October 24: Continuous rainfall during last week resulted in floods and landslides in many places of the country. The natural disaster has been harsh upon the farmers, especially during the harvesting season. The floods and landslides caused by the unseasonal rainfall damaged 258,000 metric tons of paddy in different parts of the country.
According to the preliminary data compiled by the Ministry of Agriculture and Livestock Development, a total of 258,092 metric tons of paddy worth Rs 7.22 billion have been damaged in Province 1, Lumbini Province and Far Western Province.
The incessant rainfall since October 17 caused floods and landslides at many places. Lumbini Province, Province 1 and Far Western Provinces were the most affected by the natural disaster. The government has so far compiled the preliminary data of only these three provinces.
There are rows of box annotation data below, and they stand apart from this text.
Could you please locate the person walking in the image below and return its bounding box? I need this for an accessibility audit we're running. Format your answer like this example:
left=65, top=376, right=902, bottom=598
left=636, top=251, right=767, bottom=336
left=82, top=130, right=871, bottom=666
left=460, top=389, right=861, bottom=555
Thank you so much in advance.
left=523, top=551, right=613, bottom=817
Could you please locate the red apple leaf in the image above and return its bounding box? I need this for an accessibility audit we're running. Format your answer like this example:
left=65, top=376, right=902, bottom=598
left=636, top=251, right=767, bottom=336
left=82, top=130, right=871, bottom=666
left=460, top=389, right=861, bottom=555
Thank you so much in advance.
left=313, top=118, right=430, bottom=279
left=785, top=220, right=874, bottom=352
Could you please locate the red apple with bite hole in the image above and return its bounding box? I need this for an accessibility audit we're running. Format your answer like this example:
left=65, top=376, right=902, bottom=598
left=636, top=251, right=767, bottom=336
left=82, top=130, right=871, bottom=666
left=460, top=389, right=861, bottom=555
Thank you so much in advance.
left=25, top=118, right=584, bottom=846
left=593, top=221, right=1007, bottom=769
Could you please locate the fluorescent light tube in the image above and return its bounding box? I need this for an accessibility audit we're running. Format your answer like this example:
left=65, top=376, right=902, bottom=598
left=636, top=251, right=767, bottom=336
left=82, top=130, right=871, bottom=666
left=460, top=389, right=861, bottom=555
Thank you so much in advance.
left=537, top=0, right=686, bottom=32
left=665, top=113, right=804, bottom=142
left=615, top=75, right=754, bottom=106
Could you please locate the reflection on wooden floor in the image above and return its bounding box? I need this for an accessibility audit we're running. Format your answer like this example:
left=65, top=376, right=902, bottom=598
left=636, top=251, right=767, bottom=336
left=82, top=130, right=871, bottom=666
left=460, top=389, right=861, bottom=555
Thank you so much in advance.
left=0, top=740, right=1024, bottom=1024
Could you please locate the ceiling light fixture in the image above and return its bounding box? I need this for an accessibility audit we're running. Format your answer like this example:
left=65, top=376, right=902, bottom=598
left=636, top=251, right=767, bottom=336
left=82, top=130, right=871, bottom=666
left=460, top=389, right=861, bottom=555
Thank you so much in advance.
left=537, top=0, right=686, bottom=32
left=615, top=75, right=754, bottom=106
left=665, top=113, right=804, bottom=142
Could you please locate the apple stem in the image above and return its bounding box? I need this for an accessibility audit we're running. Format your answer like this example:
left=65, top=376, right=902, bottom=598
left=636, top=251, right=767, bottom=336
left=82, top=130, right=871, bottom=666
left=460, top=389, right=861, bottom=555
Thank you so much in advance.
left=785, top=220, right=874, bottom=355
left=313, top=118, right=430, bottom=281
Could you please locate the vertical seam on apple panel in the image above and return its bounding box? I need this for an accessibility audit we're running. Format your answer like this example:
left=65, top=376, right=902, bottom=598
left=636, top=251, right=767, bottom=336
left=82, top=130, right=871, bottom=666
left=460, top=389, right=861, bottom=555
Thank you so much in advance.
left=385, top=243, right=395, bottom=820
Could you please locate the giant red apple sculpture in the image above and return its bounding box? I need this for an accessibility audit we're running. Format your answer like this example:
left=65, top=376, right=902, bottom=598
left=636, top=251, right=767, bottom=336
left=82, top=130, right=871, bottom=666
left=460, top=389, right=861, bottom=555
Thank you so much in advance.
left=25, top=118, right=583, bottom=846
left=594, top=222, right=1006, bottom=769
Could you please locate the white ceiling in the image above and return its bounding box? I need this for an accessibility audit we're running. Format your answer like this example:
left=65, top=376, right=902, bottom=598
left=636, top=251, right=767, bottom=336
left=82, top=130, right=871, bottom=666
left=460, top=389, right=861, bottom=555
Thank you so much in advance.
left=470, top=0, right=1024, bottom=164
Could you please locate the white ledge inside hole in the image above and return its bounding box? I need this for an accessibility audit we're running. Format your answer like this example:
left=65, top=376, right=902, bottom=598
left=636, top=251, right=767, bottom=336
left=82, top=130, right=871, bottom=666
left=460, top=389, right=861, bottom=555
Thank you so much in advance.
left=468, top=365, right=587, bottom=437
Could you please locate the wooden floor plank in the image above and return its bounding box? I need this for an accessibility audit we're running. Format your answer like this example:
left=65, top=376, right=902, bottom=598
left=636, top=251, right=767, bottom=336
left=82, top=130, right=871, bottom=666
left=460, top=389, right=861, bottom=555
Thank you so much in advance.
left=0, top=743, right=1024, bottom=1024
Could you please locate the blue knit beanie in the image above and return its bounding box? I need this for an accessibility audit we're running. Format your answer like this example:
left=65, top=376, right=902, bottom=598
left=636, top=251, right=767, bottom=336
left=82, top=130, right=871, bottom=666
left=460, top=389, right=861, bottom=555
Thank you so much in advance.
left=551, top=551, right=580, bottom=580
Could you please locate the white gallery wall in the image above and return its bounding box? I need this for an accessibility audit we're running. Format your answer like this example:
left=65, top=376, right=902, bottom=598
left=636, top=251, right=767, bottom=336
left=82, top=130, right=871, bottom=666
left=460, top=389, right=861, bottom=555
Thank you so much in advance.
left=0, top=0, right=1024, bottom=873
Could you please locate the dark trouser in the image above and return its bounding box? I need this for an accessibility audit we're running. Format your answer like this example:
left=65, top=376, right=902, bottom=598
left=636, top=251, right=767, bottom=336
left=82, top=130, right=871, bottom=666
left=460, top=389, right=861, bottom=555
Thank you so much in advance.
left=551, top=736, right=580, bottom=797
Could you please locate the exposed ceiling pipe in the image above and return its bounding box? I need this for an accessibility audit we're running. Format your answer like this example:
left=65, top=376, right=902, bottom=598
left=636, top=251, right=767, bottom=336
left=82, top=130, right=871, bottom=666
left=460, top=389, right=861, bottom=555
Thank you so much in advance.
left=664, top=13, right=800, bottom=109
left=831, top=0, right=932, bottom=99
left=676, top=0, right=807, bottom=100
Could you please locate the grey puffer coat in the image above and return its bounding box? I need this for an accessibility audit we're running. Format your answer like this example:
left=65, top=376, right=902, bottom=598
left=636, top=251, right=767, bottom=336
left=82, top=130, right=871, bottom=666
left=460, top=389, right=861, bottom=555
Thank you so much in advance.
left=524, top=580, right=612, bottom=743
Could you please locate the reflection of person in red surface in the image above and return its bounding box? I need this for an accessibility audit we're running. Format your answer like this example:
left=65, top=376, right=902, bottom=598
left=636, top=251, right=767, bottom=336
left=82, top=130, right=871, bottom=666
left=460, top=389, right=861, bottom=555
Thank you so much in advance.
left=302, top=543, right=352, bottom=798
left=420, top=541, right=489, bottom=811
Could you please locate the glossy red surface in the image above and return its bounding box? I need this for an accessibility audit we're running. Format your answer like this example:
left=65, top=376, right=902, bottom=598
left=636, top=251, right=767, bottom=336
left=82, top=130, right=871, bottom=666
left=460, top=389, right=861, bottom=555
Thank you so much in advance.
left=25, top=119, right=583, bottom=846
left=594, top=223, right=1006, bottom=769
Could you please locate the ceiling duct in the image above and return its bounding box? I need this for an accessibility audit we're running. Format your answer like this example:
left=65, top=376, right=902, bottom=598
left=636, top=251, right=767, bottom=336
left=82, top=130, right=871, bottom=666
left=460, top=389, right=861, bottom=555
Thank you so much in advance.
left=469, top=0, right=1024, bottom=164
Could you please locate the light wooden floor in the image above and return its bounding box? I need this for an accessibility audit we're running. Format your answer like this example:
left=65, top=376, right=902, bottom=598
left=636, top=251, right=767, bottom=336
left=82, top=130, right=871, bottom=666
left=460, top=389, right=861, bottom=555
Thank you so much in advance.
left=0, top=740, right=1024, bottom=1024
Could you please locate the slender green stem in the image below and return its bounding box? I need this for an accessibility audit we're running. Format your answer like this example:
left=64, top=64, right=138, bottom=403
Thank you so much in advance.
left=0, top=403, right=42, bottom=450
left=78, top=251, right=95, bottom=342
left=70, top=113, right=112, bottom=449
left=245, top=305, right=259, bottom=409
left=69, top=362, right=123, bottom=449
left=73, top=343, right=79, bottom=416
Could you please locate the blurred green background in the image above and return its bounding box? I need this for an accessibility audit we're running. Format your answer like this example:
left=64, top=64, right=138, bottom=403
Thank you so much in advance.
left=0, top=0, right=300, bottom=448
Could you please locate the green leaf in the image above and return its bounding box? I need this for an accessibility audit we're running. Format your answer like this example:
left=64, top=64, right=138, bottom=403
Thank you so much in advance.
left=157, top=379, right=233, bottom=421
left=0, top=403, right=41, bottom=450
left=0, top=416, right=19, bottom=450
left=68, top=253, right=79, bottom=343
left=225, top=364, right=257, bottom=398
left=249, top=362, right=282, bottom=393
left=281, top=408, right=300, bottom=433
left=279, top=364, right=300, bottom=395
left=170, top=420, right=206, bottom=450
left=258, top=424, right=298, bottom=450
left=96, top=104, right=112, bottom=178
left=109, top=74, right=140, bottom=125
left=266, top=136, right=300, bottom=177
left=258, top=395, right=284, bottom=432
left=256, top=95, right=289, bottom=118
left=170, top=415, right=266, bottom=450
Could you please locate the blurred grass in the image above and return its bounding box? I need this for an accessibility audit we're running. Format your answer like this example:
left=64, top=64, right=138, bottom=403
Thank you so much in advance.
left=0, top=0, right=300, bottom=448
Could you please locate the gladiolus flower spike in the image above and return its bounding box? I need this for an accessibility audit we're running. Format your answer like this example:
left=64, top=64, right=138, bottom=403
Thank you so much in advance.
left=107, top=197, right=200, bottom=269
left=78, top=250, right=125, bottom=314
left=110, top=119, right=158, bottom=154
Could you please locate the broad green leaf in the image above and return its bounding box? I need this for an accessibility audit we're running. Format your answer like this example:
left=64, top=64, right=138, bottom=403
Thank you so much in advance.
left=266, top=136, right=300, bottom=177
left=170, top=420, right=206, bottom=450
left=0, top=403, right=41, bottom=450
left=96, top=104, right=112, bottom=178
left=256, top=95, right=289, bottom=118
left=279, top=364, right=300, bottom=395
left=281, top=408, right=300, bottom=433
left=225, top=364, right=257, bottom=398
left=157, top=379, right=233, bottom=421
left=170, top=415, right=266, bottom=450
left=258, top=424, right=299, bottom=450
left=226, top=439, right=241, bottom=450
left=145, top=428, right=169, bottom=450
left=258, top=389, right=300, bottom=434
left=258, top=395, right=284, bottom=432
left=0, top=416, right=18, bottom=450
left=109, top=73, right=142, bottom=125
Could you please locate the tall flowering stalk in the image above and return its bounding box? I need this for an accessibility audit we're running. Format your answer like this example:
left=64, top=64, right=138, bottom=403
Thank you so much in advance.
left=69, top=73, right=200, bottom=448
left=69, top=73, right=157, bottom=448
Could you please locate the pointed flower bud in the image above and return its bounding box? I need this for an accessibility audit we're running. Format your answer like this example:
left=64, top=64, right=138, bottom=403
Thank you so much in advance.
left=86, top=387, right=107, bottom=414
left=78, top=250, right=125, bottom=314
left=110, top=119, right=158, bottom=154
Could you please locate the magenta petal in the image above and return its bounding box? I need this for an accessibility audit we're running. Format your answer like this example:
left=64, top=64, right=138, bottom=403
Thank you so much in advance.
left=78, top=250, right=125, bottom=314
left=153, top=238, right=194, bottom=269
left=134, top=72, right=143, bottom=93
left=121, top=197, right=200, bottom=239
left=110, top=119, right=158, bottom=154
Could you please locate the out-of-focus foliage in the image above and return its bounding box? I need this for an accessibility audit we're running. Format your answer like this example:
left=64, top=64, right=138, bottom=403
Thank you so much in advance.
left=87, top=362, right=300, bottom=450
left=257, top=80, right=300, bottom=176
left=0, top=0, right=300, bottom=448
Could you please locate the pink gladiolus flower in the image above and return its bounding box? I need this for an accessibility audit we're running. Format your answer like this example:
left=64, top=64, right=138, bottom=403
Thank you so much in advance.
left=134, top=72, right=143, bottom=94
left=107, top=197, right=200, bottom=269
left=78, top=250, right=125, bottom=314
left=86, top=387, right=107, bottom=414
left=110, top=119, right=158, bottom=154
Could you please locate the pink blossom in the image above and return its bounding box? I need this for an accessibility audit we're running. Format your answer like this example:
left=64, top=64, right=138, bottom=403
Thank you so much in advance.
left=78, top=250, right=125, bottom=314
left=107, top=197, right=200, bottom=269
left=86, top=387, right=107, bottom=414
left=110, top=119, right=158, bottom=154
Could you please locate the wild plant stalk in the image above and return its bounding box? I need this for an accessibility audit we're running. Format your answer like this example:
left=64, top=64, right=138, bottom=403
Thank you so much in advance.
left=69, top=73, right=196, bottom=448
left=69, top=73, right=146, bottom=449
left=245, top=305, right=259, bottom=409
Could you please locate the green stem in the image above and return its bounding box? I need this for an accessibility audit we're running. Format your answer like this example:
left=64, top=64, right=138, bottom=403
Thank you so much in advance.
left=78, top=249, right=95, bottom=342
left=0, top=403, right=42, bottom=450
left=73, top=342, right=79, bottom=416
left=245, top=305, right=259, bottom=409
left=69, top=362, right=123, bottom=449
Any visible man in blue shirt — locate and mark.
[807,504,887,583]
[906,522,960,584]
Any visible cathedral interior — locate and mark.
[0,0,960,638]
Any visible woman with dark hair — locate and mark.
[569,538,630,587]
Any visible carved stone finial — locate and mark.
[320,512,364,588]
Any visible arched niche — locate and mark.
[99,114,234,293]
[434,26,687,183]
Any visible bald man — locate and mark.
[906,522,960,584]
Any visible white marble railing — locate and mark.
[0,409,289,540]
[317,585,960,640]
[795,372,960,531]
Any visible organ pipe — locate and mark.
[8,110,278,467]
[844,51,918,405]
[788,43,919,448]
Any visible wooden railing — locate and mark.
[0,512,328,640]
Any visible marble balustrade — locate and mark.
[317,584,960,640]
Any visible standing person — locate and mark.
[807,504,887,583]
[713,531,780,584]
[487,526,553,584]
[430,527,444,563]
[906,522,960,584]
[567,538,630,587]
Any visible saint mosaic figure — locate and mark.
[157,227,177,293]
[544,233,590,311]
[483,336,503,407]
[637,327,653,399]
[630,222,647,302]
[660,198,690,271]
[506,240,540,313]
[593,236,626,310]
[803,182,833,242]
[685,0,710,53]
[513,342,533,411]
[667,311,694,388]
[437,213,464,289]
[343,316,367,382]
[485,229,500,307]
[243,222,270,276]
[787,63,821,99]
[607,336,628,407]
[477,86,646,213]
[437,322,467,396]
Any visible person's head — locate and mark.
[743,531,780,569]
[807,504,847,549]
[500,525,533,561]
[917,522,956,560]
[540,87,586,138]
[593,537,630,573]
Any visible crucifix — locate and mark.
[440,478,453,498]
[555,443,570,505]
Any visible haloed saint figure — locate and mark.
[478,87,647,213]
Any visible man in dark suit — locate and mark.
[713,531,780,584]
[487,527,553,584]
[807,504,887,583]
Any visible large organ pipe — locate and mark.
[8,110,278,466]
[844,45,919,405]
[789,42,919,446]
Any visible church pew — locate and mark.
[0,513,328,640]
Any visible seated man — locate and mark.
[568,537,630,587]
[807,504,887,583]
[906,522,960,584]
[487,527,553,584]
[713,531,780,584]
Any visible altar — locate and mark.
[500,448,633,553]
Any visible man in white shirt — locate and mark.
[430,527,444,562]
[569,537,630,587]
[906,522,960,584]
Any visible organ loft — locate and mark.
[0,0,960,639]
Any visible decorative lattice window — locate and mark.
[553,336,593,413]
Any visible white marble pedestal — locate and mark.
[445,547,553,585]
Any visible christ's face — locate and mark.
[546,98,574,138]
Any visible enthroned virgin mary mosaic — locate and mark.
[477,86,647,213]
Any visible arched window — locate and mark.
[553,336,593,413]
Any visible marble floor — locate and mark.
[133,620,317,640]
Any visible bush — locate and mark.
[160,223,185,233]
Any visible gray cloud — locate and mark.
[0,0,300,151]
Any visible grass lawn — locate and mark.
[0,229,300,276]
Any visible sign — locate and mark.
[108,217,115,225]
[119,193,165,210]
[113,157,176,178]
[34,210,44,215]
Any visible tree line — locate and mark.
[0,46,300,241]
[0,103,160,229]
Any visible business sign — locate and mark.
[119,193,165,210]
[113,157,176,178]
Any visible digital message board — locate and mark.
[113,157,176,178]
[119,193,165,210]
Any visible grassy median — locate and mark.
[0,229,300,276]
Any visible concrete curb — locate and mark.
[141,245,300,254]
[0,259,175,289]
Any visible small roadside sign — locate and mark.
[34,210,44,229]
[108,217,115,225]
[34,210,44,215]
The ministry has stated that other regions have not faced much impact and that the compiled data would be collected by Tuesday, October 26.
According to the ministry, Lumbini Province was the worst-hit area by the floods and the least impacted area was Province 1. A total of 161,223 metric tons of paddy worth Rs 4.51 billion planted on 42,427 hectares of land in Lumbini have been damaged. In the Far-Western Province, 68,400 metric tons of paddy worth Rs 1.91 billion planted on 18,000 hectares of land have been completely damaged.
Similarly, 28,469 metric tons of paddy worth Rs 800 million planted on 7,492 hectares of land in Province 1 have been damaged. Banke, Bardiya, Kapilvastu, Rupandehi in Lumbini Province, Kailali and Kanchanpur in the Far-Western Province, Jhapa, Morang and Sunsari districts in Province 1 have suffered the most damage.
According to Prakash Kumar Sanjel, joint secretary and spokesperson of the Ministry of Agriculture and Livestock Development, the figures released by the ministry are only the preliminary data. Full details of the damage in other districts would be released on Tuesday.
“The ministry will decide on the relief and compensation to be provided to the affected farmers only after receiving the exact figures of the damage,” he told New Business Age.